Ai-chan was blind when she was taken in off the streets by Kyoko’s mother. She lived with two other kitties, an old grouch called Bebe who looked and sounded a bit like a tawny frogmouth, and Bonnie, a hyperactive kitty with a pathological grudge against cushions. Despite her visual impairment she was playful and loving, wrestling with yarn and cat toys like any other cat:
https://www.flickr.com/photos/kav-p/348623124/in/album-72157603516692894/
Ai-chan plays with a toy while Bonnie watches with envious eyes.
Ai-chan was sweet-natured and loving (hence her name, I suppose!). She wasn’t allowed outside the house for fear that she’d lose her way, but she didn’t seem to care much for the outside world anyway. She seemed content to spend her days cuddling up with anyone who’d let her, when she wasn’t cosied down under the kotatsu (Japanese heated table and kitty’s delight).

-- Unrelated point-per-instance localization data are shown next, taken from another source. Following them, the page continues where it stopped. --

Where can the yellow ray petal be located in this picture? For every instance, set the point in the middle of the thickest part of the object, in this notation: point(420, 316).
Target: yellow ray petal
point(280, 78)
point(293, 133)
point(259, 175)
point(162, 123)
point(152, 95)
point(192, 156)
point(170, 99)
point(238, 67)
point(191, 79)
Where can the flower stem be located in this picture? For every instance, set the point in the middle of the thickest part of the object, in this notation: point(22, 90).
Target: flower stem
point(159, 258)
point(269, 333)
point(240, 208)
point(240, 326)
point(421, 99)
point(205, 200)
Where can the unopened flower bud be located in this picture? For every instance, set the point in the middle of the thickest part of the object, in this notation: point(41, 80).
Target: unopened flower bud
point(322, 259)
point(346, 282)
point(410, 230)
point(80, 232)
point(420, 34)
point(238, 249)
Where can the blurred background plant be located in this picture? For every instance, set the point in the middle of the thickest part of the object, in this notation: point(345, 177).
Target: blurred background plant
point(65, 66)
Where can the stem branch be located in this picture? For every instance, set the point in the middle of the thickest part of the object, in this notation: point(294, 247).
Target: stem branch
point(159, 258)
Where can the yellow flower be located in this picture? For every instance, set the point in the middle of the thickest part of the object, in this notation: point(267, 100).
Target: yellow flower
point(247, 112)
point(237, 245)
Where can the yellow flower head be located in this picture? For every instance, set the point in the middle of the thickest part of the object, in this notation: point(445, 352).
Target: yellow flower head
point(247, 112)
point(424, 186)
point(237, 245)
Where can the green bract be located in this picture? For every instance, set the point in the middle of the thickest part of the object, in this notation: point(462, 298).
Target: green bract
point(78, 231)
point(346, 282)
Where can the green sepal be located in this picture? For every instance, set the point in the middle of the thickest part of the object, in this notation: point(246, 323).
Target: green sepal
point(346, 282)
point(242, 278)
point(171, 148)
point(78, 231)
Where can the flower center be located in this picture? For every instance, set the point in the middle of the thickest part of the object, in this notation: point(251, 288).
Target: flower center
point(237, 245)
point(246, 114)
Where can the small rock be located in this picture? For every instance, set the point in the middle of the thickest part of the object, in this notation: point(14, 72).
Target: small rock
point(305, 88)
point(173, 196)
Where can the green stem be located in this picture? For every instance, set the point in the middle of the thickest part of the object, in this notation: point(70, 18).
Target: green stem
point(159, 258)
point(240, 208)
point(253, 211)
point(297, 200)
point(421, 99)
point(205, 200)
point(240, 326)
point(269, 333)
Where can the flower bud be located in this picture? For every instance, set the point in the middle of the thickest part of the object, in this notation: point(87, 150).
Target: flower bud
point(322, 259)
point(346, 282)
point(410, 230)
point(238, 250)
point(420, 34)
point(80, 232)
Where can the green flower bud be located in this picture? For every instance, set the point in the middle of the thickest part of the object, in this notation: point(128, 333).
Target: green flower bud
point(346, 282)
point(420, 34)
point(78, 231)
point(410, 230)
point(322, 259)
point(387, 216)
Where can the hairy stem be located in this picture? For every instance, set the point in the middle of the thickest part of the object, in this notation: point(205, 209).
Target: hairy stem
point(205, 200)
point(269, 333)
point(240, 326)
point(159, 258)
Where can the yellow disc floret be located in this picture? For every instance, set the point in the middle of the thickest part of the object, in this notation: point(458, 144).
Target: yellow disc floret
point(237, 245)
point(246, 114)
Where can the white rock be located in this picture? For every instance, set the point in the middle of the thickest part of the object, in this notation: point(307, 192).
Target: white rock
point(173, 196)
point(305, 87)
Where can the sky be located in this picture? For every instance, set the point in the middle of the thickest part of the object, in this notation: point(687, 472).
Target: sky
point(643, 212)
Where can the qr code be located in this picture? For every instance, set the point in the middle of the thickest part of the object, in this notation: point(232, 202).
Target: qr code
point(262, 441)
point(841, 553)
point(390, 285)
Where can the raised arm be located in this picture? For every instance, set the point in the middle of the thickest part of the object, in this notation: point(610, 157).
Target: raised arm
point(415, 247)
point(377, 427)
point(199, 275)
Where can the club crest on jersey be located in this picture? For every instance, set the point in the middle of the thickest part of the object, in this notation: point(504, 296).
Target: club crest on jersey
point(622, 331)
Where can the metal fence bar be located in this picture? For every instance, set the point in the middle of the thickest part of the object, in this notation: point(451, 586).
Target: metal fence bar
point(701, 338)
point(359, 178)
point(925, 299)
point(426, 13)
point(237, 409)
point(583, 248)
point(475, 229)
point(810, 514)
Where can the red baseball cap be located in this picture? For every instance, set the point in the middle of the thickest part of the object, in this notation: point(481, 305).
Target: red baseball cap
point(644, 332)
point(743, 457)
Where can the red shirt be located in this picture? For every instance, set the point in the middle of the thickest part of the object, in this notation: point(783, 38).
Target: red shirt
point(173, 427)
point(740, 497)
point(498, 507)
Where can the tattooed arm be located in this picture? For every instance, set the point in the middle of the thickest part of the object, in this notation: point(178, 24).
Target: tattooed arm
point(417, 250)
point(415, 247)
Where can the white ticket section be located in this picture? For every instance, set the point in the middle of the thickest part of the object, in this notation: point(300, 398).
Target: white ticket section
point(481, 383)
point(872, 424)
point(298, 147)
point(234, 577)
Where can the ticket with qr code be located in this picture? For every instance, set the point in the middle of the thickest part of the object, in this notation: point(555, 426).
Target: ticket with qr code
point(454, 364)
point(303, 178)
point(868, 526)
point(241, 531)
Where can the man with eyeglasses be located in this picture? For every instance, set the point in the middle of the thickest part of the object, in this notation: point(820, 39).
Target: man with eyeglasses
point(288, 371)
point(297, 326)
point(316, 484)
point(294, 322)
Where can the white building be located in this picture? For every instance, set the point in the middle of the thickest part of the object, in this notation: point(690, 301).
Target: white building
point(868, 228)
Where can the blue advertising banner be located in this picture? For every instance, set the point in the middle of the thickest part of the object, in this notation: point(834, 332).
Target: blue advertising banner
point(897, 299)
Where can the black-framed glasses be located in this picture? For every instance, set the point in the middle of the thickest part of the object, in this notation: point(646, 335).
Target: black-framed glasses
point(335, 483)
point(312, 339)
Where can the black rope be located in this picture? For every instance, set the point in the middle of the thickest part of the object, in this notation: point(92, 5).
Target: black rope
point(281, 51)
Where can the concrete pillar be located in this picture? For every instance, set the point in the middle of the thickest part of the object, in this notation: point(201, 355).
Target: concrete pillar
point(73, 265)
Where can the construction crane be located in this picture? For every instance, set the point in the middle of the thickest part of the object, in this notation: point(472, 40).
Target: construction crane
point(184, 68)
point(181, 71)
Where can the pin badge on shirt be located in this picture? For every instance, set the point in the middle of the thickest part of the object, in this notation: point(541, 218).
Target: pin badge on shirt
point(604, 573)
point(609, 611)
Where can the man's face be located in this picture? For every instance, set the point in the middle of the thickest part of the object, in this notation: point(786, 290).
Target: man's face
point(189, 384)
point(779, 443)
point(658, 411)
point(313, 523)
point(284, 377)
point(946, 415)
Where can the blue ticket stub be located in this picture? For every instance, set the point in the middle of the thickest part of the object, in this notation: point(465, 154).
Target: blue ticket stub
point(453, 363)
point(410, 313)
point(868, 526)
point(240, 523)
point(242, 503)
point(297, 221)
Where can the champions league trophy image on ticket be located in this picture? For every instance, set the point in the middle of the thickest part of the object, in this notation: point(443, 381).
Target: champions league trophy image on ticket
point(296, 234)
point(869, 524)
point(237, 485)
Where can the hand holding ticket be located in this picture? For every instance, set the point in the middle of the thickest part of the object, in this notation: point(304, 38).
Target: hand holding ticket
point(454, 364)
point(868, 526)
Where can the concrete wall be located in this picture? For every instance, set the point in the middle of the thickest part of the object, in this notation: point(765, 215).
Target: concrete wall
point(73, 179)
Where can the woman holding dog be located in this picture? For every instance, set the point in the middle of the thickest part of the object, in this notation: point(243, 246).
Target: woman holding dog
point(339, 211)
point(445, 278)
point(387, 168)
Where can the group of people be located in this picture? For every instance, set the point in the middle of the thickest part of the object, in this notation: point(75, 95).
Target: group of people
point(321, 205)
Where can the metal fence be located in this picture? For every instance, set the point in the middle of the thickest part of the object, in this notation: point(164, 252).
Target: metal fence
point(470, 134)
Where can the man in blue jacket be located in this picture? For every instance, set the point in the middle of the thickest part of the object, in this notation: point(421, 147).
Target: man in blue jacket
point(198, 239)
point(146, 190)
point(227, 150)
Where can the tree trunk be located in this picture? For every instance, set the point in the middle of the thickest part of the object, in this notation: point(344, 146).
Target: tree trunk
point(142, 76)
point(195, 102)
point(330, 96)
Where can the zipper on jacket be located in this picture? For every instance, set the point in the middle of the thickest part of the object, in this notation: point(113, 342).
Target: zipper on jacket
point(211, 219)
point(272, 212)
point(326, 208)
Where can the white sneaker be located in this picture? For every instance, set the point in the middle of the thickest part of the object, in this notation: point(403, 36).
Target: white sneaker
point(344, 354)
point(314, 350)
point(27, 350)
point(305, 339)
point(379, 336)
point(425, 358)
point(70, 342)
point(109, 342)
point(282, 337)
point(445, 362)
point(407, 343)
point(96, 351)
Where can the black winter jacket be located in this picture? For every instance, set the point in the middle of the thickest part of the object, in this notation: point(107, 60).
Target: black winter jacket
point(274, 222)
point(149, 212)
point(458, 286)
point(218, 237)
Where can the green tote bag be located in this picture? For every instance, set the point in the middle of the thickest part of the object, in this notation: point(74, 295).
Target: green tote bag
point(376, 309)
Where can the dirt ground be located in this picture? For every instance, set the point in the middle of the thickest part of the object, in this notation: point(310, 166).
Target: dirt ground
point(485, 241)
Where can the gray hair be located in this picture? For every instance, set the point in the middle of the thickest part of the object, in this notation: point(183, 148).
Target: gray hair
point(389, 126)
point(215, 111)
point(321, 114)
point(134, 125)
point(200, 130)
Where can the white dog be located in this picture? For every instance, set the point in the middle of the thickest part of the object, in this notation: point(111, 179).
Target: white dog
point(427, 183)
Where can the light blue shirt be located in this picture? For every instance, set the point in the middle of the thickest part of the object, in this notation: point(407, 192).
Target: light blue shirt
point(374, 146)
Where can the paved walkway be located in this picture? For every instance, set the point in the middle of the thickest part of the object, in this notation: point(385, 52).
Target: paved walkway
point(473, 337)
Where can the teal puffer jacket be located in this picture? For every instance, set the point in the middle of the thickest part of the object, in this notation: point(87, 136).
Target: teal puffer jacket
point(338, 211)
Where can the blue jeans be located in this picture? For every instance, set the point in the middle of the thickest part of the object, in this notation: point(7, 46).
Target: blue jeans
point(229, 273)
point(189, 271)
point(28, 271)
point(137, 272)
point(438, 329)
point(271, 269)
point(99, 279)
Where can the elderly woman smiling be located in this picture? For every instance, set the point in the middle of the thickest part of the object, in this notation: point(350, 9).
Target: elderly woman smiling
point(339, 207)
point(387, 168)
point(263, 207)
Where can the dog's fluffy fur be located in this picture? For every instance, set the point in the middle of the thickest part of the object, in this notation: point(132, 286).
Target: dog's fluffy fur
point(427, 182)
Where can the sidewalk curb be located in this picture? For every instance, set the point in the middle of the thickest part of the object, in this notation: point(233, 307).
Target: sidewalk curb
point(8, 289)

It was in Nagoya that year that I learned about the huge stray cat problem in Japan. Every year, kittens who have outgrown their welcome are dumped, often un-neutered/spayed, in parks, shrines and temples, where there are plenty of other strays to play with or tear apart, depending on their disposition. Bites and scratches can lead to the transmission of FIV (the feline equivalent of HIV), an especially virulent disease in Japan due to the dumping of so many strays in the same areas.
Ai-chan, arguably more vulnerable due to her condition, was saved from this fate by a loving family. Whether she was aware of this, I will never know, but whatever the case, the affection she showed us all was palpable. I have met many ex-strays since my New Year in Nagoya, but it was there and through Ai-chan’s story that I was made aware of animal rights issues specific to Japan, and for that I will always be grateful.